We also visited the ruins at Ephesus, to which we went by a slow train. Frequent earthquakes have laid everything in magnificent ruin—remains of ampitheatres, temples, aqueducts, are all levelled to the ground. Most of the houses are built of wood which give in seismic shocks, but the facades are of marble.

The Hamals are wonderfully strong, short but active men, and carry immense loads upon their backs, the veins in their legs looking like ropes. These are all Armenians and are trained from infancy.

We visited the Bazaar and the Turkish quarter, but were glad to escape the dust and the quaint species of humanity.


It may not be uninteresting reading now that the papers are filled with news of the war between the allies and Turkey, if I recall one of the pleasantest and most exciting days I ever spent during my sojourn in the Ottoman Empire. I would first of all remark, that Turkey occupies the most beautiful portion of Europe. The soil, being so volcanic, produces a wealth of luxurious fruits, especially grapes and figs; but the Turkish Government, as well as the Turks themselves, being naturally indolent, never think of cultivating the soil as they might. Therefore, there is more poverty among them, through their laxity, than wealth.

The part of Turkey in which I happened to have recently arrived was the lovely island of Lesbos, the birthplace of Sappho, and with very mixed feelings have I stood on the very spot on the road to Polyknito, where that impulsive maid so long ago threw herself from that Leucadian steep into the blue waters beneath. Of recent years, a young lady I knew, threw herself from the same spot and perished—a victim of unrequited love.

Well, two or three Greek girl friends and myself made up our minds to have a real good day’s outing, so, packing our luncheon baskets, we were off before sunrise, as, living some distance from the town of Mitylene, we had a long walk in front of us. We started in high spirits, and were nearing the town when I heard what, to my unsophisticated ears, was a most peculiar awe-inspiring sound. I found it was produced by the Hozahs at sunrise, calling from the minarets of the mosques, the faithful to prayer. And Turks they may be, but, they shame us by their devotions, which all the jeers in the world would never prevent.

We toiled along up the hill towards the Konah, the kiosk, being near by the Governor’s residence, and at the top we stood admiring the sunrise over the hills of Anatolia, in Asia Minor; and the view right along to the heights of Smyrna in the distance was superb. Every inch of this part of eastern Europe is teeming with historical interest. We walked along past the Turkish graveyard, the tombs of which are all surmounted with turbans beautifully sculptured, giving in the dusk a most weird appearance, as though human beings stood there on guard.

At length we arrived at the Loutra, as it is called.
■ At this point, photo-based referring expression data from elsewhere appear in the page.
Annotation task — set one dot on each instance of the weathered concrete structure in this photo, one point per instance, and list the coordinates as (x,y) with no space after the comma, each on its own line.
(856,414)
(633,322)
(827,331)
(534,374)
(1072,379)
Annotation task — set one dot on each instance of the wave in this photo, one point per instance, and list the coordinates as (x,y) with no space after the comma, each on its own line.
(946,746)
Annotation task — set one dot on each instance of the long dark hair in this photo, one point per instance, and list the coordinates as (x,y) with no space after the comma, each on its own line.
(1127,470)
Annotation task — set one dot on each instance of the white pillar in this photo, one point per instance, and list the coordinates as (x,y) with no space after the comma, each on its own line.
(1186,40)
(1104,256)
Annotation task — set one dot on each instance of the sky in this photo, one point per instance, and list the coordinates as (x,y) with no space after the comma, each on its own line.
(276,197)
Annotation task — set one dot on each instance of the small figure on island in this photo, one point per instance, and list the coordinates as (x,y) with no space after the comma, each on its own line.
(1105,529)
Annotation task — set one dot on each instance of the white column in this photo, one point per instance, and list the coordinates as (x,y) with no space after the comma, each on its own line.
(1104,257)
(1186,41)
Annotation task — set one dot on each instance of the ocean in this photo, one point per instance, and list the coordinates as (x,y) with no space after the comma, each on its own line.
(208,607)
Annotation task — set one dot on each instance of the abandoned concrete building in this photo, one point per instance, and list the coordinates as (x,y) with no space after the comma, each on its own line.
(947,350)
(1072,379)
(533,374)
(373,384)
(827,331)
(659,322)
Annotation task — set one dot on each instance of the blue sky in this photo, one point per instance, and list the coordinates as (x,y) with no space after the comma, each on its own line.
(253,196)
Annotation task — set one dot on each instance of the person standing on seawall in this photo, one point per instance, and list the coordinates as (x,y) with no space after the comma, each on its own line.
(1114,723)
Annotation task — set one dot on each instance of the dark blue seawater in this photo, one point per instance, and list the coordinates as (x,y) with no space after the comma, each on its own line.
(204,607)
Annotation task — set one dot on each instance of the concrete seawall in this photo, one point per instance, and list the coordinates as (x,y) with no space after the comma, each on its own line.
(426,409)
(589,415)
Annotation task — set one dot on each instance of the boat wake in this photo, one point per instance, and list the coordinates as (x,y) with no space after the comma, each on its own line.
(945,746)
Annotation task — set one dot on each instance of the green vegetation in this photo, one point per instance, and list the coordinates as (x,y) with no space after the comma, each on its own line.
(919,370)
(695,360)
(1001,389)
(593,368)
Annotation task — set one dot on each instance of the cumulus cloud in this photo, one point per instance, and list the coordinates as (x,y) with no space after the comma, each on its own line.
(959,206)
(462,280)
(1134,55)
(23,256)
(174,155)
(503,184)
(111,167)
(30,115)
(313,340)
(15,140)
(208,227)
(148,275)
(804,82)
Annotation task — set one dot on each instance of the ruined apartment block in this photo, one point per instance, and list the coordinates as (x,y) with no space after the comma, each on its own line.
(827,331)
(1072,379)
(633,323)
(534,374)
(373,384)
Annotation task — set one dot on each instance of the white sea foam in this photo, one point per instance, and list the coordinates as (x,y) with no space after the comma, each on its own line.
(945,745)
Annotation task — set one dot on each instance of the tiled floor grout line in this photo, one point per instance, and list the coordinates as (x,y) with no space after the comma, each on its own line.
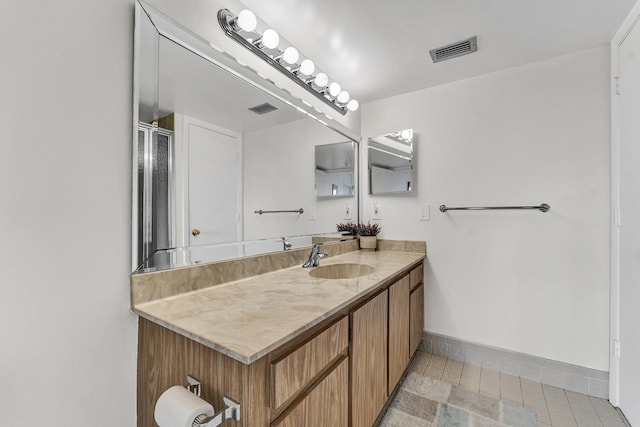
(560,408)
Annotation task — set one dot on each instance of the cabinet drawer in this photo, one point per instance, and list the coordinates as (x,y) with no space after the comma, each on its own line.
(296,370)
(416,276)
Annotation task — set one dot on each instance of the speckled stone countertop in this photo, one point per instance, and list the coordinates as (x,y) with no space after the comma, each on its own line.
(246,319)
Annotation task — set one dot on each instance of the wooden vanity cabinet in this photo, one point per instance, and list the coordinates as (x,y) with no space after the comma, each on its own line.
(398,331)
(369,360)
(416,308)
(339,373)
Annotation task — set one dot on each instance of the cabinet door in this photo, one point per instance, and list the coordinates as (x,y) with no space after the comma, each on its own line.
(416,318)
(368,358)
(325,405)
(398,331)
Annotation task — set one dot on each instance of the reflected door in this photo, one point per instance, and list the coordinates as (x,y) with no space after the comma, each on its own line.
(214,185)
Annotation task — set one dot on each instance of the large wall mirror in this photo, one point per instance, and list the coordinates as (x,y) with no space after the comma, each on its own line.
(218,148)
(391,163)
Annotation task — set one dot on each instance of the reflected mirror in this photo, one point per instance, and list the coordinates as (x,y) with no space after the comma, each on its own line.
(219,148)
(335,170)
(391,163)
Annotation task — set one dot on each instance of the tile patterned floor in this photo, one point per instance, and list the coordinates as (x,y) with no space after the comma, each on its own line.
(554,407)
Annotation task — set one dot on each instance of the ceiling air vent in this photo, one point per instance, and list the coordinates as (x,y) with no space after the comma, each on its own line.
(263,108)
(454,50)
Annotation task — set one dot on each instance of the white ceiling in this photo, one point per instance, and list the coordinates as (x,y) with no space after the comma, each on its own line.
(378,48)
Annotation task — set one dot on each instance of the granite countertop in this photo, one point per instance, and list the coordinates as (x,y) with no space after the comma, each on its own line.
(246,319)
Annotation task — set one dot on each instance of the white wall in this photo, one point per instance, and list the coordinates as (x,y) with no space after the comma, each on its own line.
(279,174)
(68,349)
(68,338)
(536,283)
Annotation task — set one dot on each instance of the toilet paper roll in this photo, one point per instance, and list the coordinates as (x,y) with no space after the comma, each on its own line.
(178,407)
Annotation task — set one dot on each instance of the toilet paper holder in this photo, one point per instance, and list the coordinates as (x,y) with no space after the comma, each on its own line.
(231,409)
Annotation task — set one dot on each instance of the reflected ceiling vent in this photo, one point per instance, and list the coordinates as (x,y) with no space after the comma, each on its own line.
(454,50)
(263,108)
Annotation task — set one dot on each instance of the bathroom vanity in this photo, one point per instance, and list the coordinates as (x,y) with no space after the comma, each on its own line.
(293,349)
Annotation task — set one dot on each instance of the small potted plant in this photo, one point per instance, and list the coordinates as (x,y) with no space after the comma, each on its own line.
(347,228)
(367,233)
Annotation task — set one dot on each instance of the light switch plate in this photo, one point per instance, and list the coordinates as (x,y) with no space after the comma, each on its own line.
(375,210)
(424,213)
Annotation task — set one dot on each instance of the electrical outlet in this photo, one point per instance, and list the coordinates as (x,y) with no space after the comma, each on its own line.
(375,210)
(424,213)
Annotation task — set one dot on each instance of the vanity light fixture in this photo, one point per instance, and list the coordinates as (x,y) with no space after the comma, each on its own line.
(242,28)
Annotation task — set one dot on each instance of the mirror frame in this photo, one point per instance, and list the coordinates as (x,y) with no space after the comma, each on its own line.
(393,151)
(177,33)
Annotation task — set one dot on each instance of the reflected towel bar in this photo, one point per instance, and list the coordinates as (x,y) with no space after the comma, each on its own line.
(542,208)
(260,212)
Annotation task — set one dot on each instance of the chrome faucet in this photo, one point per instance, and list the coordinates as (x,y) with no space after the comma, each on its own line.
(315,256)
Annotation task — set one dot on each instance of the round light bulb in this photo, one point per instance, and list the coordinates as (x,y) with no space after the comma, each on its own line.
(321,80)
(247,20)
(353,105)
(307,67)
(334,89)
(270,39)
(343,97)
(290,55)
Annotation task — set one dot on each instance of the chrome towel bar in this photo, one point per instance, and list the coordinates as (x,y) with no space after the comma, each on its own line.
(260,212)
(542,208)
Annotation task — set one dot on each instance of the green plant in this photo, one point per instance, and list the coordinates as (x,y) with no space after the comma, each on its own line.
(368,229)
(349,226)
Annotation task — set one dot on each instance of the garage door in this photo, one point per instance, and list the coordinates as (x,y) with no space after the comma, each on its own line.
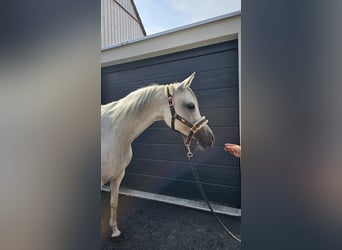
(159,163)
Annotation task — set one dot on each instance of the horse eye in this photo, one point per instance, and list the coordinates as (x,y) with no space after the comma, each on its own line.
(191,105)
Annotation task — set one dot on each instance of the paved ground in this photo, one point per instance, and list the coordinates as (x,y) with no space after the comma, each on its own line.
(159,226)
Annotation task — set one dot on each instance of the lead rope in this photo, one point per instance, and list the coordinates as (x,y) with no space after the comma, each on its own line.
(204,196)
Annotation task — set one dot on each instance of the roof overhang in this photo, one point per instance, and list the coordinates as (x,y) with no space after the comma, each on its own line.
(214,30)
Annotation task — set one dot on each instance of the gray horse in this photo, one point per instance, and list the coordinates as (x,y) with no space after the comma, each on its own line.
(124,120)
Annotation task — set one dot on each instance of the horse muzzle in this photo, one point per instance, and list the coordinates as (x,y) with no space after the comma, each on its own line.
(205,137)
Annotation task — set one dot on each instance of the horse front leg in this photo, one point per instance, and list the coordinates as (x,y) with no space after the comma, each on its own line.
(114,190)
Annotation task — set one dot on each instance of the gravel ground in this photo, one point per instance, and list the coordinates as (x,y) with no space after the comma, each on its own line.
(155,225)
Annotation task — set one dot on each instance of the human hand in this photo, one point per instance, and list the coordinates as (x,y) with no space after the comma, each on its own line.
(233,149)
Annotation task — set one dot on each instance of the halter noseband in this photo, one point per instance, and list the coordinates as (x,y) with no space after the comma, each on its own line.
(194,128)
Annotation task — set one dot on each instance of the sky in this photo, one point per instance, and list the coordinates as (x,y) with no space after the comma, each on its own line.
(161,15)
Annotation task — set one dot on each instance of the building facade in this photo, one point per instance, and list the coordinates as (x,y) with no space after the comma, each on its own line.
(120,22)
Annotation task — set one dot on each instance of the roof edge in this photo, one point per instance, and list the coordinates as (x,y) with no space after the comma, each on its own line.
(188,26)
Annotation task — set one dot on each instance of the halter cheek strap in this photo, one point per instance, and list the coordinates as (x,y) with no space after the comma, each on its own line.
(194,128)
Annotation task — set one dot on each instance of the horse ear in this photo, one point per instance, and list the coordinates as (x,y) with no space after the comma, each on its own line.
(187,82)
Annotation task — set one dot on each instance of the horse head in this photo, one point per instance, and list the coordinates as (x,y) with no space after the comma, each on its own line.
(185,116)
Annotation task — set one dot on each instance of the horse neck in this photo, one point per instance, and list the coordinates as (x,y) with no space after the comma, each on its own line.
(142,113)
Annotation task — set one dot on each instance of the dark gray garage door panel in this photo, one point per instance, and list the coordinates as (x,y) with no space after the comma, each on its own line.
(159,163)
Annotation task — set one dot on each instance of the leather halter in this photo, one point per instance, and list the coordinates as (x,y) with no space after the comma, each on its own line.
(194,128)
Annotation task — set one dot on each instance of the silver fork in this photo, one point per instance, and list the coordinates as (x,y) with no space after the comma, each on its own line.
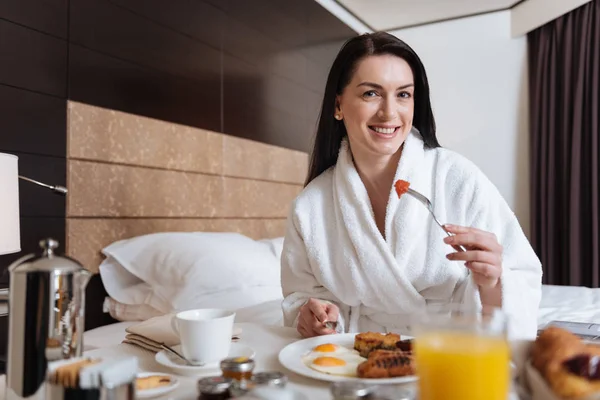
(429,206)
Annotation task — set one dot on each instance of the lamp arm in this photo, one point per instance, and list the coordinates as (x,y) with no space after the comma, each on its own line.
(57,188)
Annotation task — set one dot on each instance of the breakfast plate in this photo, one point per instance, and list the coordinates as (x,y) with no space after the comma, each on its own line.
(154,384)
(179,366)
(297,355)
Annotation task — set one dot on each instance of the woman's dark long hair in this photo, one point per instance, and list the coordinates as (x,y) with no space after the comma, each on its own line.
(330,131)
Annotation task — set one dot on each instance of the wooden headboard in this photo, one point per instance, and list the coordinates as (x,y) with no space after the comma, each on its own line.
(129,175)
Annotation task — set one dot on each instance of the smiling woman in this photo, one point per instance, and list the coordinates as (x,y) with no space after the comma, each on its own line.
(358,254)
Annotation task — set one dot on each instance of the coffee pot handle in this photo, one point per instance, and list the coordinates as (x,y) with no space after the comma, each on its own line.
(174,325)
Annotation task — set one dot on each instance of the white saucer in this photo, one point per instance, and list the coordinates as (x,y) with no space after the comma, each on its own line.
(144,394)
(179,366)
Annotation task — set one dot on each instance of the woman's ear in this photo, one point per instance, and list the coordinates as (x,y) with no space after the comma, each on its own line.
(338,111)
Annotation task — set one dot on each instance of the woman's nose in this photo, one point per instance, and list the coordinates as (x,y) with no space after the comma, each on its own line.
(387,111)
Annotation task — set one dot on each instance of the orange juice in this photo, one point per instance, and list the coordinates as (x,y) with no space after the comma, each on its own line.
(462,366)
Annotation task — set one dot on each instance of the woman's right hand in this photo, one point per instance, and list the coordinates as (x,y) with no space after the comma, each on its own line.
(313,315)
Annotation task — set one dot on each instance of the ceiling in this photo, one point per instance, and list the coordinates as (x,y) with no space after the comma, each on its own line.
(387,15)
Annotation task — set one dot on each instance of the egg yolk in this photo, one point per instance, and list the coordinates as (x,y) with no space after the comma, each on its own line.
(326,348)
(329,362)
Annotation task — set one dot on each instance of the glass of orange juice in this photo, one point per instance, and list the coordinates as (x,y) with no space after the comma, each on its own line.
(461,353)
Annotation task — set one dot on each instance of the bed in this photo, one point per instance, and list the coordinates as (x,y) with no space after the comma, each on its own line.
(133,179)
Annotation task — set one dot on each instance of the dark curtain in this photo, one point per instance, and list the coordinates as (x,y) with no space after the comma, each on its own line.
(564,78)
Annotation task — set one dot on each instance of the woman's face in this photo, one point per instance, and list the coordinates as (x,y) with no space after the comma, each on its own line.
(377,105)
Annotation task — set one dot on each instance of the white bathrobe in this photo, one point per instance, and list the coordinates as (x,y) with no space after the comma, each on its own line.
(333,250)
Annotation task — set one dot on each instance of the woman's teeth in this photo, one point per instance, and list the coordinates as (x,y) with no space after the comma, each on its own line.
(385,131)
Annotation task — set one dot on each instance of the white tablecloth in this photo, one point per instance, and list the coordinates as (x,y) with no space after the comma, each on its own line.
(267,341)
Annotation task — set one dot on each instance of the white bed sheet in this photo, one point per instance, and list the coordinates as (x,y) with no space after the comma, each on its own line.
(267,313)
(563,303)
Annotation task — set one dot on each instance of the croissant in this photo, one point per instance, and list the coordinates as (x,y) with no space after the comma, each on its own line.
(571,367)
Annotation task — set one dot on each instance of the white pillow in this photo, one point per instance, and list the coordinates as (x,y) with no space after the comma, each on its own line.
(177,271)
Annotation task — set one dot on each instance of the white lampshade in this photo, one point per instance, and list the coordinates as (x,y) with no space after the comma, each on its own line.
(10,235)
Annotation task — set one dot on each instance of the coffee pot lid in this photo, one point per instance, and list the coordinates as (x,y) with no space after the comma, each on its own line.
(47,261)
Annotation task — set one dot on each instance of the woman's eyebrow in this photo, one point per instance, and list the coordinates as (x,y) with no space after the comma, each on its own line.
(376,86)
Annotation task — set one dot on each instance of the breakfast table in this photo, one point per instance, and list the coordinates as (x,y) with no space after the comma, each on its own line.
(267,341)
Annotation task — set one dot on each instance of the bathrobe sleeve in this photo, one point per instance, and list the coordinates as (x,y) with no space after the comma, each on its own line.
(298,280)
(521,268)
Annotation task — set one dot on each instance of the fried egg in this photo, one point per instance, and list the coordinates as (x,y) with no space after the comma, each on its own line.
(333,359)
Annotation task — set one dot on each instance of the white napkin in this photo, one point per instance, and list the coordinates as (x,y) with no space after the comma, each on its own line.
(150,334)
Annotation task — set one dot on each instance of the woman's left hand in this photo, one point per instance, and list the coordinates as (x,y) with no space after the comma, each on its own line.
(483,256)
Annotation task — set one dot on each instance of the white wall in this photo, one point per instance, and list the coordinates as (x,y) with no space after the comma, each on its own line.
(478,78)
(532,14)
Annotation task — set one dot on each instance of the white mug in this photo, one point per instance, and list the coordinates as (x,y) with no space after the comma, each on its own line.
(205,334)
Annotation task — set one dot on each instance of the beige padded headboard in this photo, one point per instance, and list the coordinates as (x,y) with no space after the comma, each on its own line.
(129,175)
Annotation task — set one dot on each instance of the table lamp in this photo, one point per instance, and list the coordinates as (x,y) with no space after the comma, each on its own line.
(10,236)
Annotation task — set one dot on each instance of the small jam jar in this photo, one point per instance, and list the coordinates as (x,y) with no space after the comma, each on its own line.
(239,369)
(348,390)
(276,379)
(214,388)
The thermal water is conducted underground from the hot springs. We entered a small garden enclosed by a wall; then we were ushered into a room containing dozens of small cupboard-like compartments, scrupulously clean. Our entrance fee was five piasters, or tenpence in English money. We were each supplied with clean towels. Then I, at least, went timorously towards the apartment where the first portion of our ablutions were to be carried out. An attendant came forward to receive us. The first apartment was very warm, and we remained there until the perspiration began to trickle down on to our towels which we secured round our waists. Then came the ordeal.

On entering the “chamber of horrors” (I thought at first) I could scarcely breathe, the air was so hot, and then I noticed that the floor in this dome-shaped chamber sloped towards the middle. Suddenly several taps were turned on, gently at first, and the attendant smeared us all over the top part of our bodies with Fuller’s earth, after which, the taps were turned on full speed, and we raced round that room while the attendants pursued us, and smacked us soundly in turn. We slid around on the marble floor, but kept losing our footing. Our faces were scarlet, and oh! the dirt that came from the pores of our skin. And we had thought we were clean! Well, the smacking process went on; the water seemed hotter than ever, and at last we were allowed into the cooler chamber, as we were feeling exhausted. The attendant was a Turkish woman, but spoke Greek sufficiently to make herself understood. I have often thought since she was an unusually active person for a Turkish woman.